PS: blue looks like hes peeing in the pool and very happy about it HAHAH


----------



## reddoggy (Jan 31, 2008)

Oh Oh Oh!!! Now get a pic of yer dog takin a dump! AGhahahahaha!!!! Yeah, I gotta few of those


----------



## cEElint (Oct 6, 2009)

i dont have a swimming pool.. does the river count?


----------



## Czar (Nov 11, 2009)




----------



## BLUE PIT BULL MAN (May 22, 2009)

ok we suck at this game!!


----------



## thaim (Feb 6, 2009)

sorry but i think most of us here are going to cheat. its gona happen!


----------



## thaim (Feb 6, 2009)

o well! this will probabluy keep the game going for a long time!


----------



## meganc66 (Mar 6, 2009)

BLUE PIT BULL MAN said:


> ok take one with the dog on a car roof












lolz


----------



## BLUE PIT BULL MAN (May 22, 2009)

nice!!!!!!!! now you pic one to take


----------



## thaim (Feb 6, 2009)

yikes! i would never let my dog on my car roofs. i just got a new paint job haha


----------



## meganc66 (Mar 6, 2009)

lolz 

1: not my car
2: doesnt drive
3: my boss wants it to be gotten rid of anyways
4: i cant stop them LMAO



um... what to take... what to takeeeeee. 
how about one of your dog chasing their favorite toy

(lame, but im lame too  )


----------



## BLUE PIT BULL MAN (May 22, 2009)

does the toy have to be in the shot?








if not trudi after the spring pole i belive or maybe the chickens either way she loves them both


----------



## Czar (Nov 11, 2009)

ahahaha i thought it was posting pics of the dogs in there crate..I didn't really read it the whole way through..oops


----------



## BLUE PIT BULL MAN (May 22, 2009)

ok post a pic of your dog pooping


----------



## jmejiaa (Dec 8, 2009)

You can use old pictures. As long as they fit. 

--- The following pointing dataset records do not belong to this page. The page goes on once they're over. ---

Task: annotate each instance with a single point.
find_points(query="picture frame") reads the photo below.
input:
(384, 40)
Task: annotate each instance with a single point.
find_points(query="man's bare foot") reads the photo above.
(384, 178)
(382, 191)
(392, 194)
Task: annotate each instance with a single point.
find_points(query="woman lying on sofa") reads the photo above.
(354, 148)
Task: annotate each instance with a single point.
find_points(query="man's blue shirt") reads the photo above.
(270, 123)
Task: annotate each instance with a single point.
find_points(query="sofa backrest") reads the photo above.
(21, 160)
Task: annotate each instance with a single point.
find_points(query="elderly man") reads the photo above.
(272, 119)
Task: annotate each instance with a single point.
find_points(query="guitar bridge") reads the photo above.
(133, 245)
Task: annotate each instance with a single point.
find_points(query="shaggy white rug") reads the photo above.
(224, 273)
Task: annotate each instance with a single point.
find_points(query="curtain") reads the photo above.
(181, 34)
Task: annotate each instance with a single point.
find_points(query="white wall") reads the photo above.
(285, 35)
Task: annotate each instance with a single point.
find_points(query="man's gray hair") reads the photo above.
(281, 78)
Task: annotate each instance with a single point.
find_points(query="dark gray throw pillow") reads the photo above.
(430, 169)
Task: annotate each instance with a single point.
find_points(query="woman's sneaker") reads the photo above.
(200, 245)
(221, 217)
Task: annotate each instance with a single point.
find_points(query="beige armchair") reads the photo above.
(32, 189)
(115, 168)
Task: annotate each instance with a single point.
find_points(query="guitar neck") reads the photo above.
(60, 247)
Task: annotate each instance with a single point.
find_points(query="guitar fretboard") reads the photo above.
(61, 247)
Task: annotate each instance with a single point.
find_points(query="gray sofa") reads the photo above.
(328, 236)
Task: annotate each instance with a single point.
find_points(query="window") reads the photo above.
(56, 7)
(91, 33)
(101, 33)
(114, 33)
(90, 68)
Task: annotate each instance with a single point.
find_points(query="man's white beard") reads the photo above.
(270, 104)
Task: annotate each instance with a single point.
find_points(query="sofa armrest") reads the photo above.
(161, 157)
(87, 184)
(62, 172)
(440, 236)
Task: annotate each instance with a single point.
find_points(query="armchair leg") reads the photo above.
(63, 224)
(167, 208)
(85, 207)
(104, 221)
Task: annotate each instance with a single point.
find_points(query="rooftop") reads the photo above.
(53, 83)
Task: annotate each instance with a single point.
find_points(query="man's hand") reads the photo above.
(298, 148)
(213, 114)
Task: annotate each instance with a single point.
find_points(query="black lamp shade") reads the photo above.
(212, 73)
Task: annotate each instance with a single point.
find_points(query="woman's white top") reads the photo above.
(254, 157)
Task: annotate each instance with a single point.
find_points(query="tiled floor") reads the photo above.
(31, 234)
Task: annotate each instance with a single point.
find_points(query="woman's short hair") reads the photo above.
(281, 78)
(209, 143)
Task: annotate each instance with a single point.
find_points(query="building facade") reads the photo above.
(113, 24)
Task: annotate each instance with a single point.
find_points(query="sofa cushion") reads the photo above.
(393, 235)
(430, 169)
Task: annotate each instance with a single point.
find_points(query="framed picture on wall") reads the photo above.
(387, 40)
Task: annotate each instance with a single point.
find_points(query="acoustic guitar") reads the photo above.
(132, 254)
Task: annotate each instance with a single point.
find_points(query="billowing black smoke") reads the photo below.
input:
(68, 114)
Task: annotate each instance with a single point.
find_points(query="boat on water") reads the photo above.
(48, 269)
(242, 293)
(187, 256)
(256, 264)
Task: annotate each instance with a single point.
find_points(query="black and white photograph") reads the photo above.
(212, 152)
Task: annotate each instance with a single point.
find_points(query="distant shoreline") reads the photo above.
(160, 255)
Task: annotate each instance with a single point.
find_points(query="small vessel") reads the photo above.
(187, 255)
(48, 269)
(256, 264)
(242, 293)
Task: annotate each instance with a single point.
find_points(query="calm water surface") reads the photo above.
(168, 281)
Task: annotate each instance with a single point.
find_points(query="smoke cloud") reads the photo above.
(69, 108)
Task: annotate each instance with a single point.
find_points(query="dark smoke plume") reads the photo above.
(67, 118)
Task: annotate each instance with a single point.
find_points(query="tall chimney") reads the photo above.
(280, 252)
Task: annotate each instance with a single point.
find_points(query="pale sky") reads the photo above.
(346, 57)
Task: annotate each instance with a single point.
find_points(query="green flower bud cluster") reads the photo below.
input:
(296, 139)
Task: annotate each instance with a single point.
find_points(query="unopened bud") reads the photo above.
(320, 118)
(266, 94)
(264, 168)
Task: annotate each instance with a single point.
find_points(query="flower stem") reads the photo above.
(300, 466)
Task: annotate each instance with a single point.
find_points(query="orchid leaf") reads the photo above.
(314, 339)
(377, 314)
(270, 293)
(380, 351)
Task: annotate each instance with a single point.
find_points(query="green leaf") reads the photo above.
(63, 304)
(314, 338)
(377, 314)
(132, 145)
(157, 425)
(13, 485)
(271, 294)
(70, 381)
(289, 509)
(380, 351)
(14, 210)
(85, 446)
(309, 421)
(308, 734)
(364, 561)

Make sure you don't repost one that was already done.


----------



## Black Rabbit (Nov 14, 2009)

BLUE PIT BULL MAN said:


> ok post a pic of your dog pooping


ha ha ha ha ha here you go


----------



## Black Rabbit (Nov 14, 2009)

Post a pic of your dog on the spring pole


----------



## gxkon (Jul 13, 2009)

meganc66 said:


> lolz


boy id be mad


----------



## thaim (Feb 6, 2009)




----------



## thaim (Feb 6, 2009)

a pic of flirtpolin


----------



## jmejiaa (Dec 8, 2009)

Awesome, keep the game going!


----------



## Black Rabbit (Nov 14, 2009)

thaim said:


> a pic of flirtpolin


here it is










Post a pic of your dog in the grass


----------